THE UK’s unemployment figure rose to 5.1% in the three months to December, a five-year high, official figures from the Office for National Statistics show. 1.74 million people were unemployed in the October to December period, up 454,000 from the same quarter in 2019.
The figures show 726,000 fewer people are currently in payrolled employment than before the start of the pandemic, and that almost three-fifths of this fall, 425,000, has come from those aged under-25.
The latest labour market figures showing that pay was up by an average of 5% compared with a year ago – a much bigger pay rise than has been typical for most of the past decade – is, however, a mirage.
If you remove nearly 730,000 workers from employers’ payrolls, many of whom have been in low-paid occupations such as accommodation and food services – where pay rises have been modest or non-existent – then it flatters the average.
ONS Deputy National Statistician for Economic Statistics, Jonathan Athow, said: ‘Our survey shows that the unemployment rate has had the biggest annual rise since the financial crisis.’

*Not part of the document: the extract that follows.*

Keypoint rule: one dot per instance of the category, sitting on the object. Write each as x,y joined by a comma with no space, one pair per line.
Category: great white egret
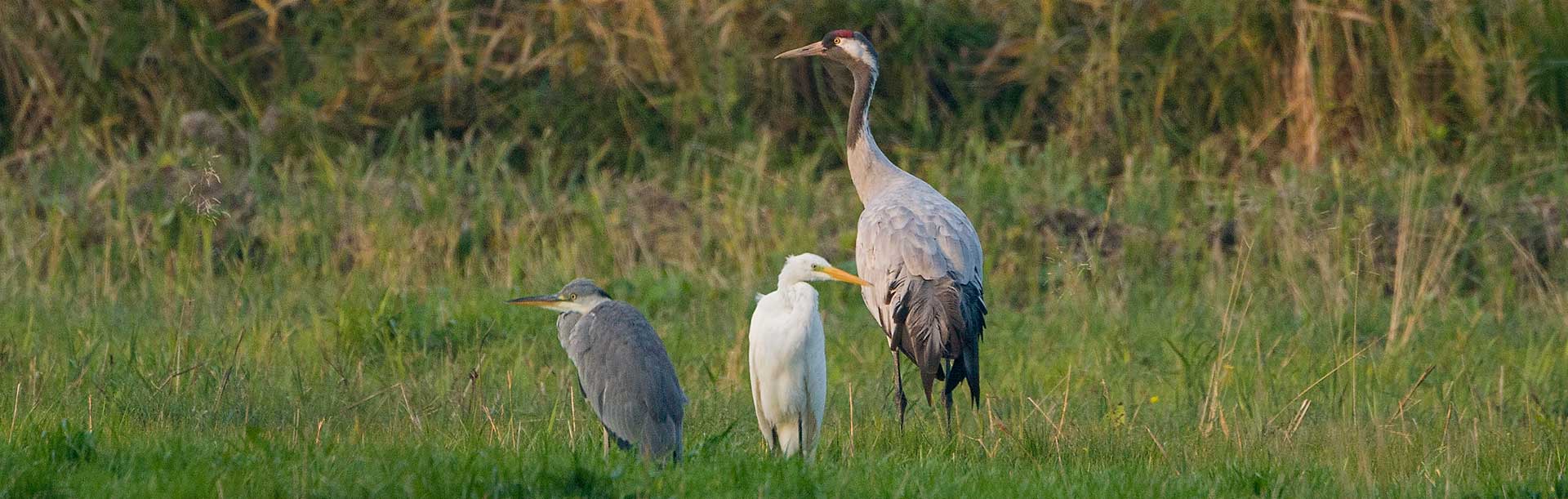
789,366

Figures from early February suggest that about seven million people are currently furloughed. Athow added: ‘There is a huge amount of uncertainty about what will happen to them when that scheme ends.’

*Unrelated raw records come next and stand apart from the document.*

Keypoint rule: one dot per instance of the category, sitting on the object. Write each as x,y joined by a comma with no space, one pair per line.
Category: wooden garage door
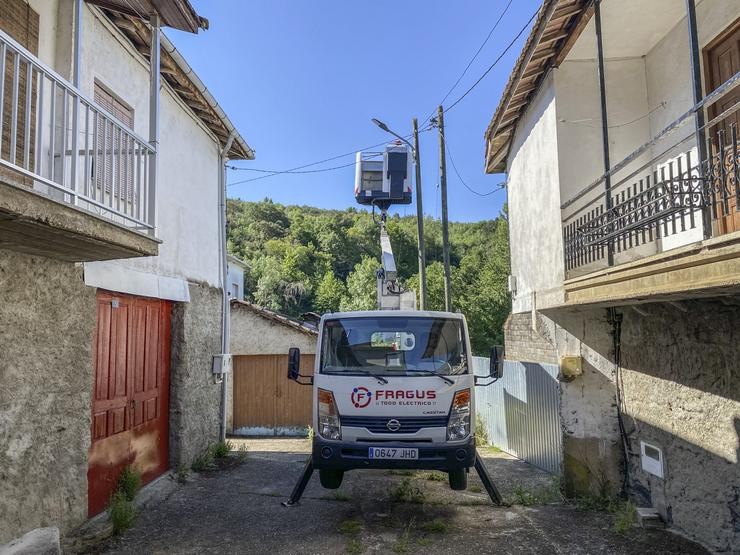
266,402
130,411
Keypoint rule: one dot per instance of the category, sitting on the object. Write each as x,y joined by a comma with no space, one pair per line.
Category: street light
419,210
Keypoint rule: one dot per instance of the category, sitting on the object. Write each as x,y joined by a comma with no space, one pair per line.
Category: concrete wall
46,340
195,399
188,165
679,372
252,334
534,205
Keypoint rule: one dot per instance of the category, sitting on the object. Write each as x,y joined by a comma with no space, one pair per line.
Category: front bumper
340,455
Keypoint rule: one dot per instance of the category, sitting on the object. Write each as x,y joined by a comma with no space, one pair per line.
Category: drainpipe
604,125
225,309
154,84
77,45
701,147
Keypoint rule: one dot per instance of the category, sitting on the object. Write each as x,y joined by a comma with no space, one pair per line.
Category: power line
497,188
297,169
475,56
496,61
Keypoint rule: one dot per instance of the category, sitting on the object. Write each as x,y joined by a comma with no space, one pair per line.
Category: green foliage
121,512
222,449
129,482
481,433
301,259
407,492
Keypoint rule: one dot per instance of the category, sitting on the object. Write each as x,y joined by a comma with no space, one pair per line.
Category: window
116,160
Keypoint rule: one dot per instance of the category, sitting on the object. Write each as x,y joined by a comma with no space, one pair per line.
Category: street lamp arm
385,128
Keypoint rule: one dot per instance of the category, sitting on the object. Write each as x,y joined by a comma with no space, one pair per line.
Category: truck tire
458,479
331,479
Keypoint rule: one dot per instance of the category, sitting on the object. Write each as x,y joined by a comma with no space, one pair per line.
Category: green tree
329,294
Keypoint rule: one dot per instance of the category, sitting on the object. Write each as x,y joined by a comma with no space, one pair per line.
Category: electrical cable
475,56
497,188
496,61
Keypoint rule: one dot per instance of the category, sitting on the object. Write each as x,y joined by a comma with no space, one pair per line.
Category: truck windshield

If Chancellor Sunak does not further extend furloughing, unemployment will rocket upwards to almost 10 million at a stroke with all of its revolutionary consequences.
Sunak said yesterday: ‘I know how incredibly tough the past year has been for everyone, and every job lost is a personal tragedy. At the Budget next week I will set out the next stage of our Plan for Jobs, and the support we’ll provide through the remainder of the pandemic and our recovery.’

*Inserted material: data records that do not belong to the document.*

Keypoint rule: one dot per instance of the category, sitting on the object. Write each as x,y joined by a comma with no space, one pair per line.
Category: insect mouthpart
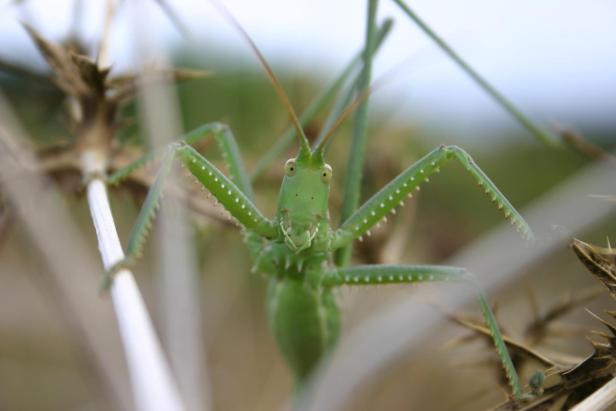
298,237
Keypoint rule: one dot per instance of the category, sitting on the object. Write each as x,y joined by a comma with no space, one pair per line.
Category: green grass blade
345,99
319,104
483,83
356,159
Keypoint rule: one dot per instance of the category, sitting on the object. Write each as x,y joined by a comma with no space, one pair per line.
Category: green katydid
295,249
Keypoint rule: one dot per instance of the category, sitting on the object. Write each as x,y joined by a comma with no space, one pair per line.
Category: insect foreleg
226,143
394,194
233,199
406,274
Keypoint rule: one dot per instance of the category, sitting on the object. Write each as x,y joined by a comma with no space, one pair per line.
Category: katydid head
303,199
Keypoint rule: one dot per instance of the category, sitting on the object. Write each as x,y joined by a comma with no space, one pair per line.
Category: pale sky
556,59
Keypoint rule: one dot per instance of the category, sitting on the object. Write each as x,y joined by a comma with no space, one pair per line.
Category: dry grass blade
601,262
537,330
125,87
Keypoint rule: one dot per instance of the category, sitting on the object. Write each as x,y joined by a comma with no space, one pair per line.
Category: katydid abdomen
305,322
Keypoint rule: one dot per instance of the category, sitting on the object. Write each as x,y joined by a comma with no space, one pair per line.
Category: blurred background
554,59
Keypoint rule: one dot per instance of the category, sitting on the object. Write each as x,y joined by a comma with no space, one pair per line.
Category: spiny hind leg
408,274
393,194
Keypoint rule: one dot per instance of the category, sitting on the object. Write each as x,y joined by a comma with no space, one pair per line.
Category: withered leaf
601,262
66,74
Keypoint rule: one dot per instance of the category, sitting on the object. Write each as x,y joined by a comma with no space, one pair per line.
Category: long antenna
383,79
305,146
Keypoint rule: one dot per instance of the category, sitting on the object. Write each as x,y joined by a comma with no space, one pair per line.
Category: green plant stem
482,82
319,104
344,100
352,187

Nearly 10 million people were furloughed between the start of the scheme and 13 December (the latest date for which figures are available).
Sunak therefore has a choice. Either he adds several hundred billion pounds more to the evergrowing National Debt by extending furloughing, risking a financial catastrophe for capitalism, or he ends it and plunges the UK into its gravest crisis ever with a massive increase in unemployment to over 10 million.
He may well extend the furloughing to September, to try to postpone a settlement of accounts with the working class. However, as the current London bus strikes show, the working class is already moving into battle to defend its wages and jobs.
The privatised bus bosses are lashing out at the wages and conditions of bus workers and getting an explosive response from the workforce. 2,200 bus workers at eight London garages are taking strike action against £2,500 pay cuts imposed by the bus privateer RATP, owned by the French government.
Bus drivers are calling for the entire bus network to be renationalised and put under public ownership.
Hounslow Bus Garage Unite Rep, Ian May, said: ‘We want to maintain and improve our members’ standards of living, not have their money cut, and we want everyone on the same contracts. It must come to sector-wide strike action to achieve it.
‘The bus company (RATP) are using Covid to slash our terms and conditions. While they are sitting in their ivory towers we are putting ourselves at risk out on the road every day.’
Also, at British Airways (BA) and the major airports a fire and rehire offensive by the boses is currently underway.
The Tories intend to put the whole burden of the capitalist crisis onto the backs of the working class. They are organising for mass sackings and fire and rehire on a massive scale.
At the same time, the Labour Party is now completely under PM Johnson’s thumb and is determined not to rock the employers’ boat.
The time to fight is now! All the union leaders who follow the Starmer line must be sacked, and the unions must mobilise for a general strike to put an end to fire and rehire and to the spectre of up to 10 million unemployed.
A general strike must bring down the Tories and bring in a workers’ government to nationalise the banks and the major industries and bring in a socialist planned economy with jobs for all.